Civil War

The keyboard legions of Blogistan, entranced as they are with the “upbeat” news coming out of Iraq, have probably ignored these statements coming from Washington’s own proconsul in Baghdad. After all, he was only quoted in the New York Times and not Fox Snews:

That at least some senior officials in Washington understand the gravity of the situation seems clear from remarks made at the Foreign Press Center in Washington two weeks ago by Zalmay Khalilzad, who arrives in Baghdad this week to begin as Mr. Negroponte’s successor. In his remarks, Mr. Khalilzad abandoned a convention that had bound senior American officials when speaking of Iraq – to talk of civil war only if reporters raised it first, and then only to dismiss it as a beyond-the-fringe possibility. Using the term twice in one paragraph, he spoke of civil war as something America must do everything to avoid.

“Iraq is poised at the crossroads between two starkly different visions,” he said. “The foreign terrorists and hardline Baathist insurgents want Iraq to fall into a civil war.”
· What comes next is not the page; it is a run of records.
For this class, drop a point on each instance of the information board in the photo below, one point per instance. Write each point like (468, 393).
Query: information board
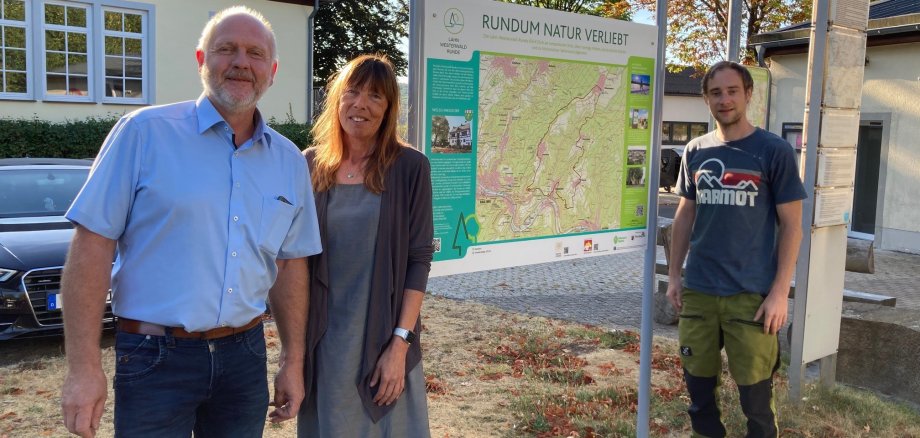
(537, 124)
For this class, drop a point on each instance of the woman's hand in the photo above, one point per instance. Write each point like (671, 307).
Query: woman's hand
(390, 373)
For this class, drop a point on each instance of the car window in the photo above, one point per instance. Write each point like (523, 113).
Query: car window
(39, 192)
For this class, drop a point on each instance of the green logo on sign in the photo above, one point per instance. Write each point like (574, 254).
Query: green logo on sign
(453, 20)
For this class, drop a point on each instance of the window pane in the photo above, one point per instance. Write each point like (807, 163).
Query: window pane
(679, 132)
(133, 23)
(57, 84)
(54, 40)
(133, 47)
(79, 86)
(133, 89)
(76, 17)
(113, 46)
(77, 64)
(698, 129)
(14, 10)
(113, 66)
(15, 60)
(113, 21)
(54, 62)
(133, 68)
(54, 14)
(14, 37)
(15, 82)
(76, 42)
(114, 87)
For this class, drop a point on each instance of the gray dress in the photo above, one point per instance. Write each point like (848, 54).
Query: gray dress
(334, 408)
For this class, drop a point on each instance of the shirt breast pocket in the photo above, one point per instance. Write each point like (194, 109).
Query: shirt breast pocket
(277, 217)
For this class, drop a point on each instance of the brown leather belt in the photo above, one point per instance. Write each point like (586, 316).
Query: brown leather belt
(146, 328)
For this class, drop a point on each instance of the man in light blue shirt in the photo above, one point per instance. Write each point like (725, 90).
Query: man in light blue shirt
(209, 211)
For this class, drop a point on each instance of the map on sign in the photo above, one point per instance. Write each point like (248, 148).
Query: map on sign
(544, 154)
(537, 125)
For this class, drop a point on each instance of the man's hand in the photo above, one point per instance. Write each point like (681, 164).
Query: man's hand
(289, 392)
(675, 295)
(774, 310)
(83, 400)
(390, 372)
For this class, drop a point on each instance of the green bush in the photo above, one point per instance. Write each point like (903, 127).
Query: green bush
(297, 132)
(41, 138)
(82, 138)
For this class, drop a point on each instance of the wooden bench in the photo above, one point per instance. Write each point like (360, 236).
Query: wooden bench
(664, 314)
(851, 296)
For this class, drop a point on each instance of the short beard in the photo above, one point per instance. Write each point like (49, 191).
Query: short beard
(223, 99)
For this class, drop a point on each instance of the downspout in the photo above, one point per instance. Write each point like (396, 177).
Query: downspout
(310, 98)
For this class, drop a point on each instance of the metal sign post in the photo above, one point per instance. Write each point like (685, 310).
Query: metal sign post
(648, 274)
(835, 79)
(734, 31)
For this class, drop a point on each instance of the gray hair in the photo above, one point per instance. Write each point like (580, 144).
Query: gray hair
(219, 17)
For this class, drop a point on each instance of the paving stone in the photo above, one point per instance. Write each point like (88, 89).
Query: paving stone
(607, 290)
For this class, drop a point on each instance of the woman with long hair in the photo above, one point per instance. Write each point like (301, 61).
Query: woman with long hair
(363, 371)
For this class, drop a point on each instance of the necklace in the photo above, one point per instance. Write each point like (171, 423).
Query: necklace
(351, 174)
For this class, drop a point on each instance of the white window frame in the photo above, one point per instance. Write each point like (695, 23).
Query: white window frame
(27, 24)
(146, 59)
(36, 71)
(90, 71)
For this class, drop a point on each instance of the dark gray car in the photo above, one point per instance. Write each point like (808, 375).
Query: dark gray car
(34, 237)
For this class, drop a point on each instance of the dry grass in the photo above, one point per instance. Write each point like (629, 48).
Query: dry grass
(492, 373)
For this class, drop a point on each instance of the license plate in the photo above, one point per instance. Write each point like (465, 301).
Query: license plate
(55, 302)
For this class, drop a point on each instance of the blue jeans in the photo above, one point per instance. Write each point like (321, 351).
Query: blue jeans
(169, 387)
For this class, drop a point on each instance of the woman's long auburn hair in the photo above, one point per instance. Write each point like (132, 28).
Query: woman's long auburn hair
(329, 137)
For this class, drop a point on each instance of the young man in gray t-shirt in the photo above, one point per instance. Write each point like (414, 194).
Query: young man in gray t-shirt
(740, 217)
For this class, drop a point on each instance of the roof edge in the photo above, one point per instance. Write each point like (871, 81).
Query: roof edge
(879, 26)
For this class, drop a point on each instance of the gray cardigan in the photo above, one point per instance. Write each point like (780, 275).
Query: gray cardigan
(402, 260)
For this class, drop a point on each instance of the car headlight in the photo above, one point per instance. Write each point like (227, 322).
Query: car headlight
(5, 274)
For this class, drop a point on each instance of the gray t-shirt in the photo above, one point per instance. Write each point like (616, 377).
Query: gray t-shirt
(737, 186)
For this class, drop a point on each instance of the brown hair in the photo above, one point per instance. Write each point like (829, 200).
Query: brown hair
(746, 78)
(377, 72)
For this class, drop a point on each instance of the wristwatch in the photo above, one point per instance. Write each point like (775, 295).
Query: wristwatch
(406, 335)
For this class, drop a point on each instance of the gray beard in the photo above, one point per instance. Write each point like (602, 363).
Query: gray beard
(225, 100)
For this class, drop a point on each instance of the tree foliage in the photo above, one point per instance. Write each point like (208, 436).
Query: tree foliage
(698, 29)
(344, 29)
(619, 9)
The new ambassador struck a positive chord, to be sure, saying “Iraqis of all communities and sects, like people everywhere, want to establish peace and create prosperity.” Still, his coda remained one of caution: “I do not underestimate the difficulty of the present situation.”

Or how about this:

[American o]fficers involved in running the program offer impressive-sounding figures – including the fact that, by mid-June, the Iraqi forces had been given 306 million rounds of ammunition, roughly 12 bullets for each of Iraq’s 25 million people. But when one senior American officer involved was asked whether the Americans might end up arming the Iraqis for a civil war, he paused for a moment, then nodded. “Maybe,” he said.

Sigh. Team Bush may have beltatedly discovered that Jeffersonian Democracy was never possible for Iraq, but how many more Americans AND Iraqis have to die before we pull out all of our troops and simply leave the place to the Iraqis?

In a related aside, when Condoleezza Rice made her surprise trip to Lebanon to talk about how unprecedented the “democratic” change in the country was, and how it was all the sign of a new Lebanon. We’ve been here before. Or does no one remember the Gemayel brothers and the last time Washington planners thought they were helping create a brand-new Lebanon?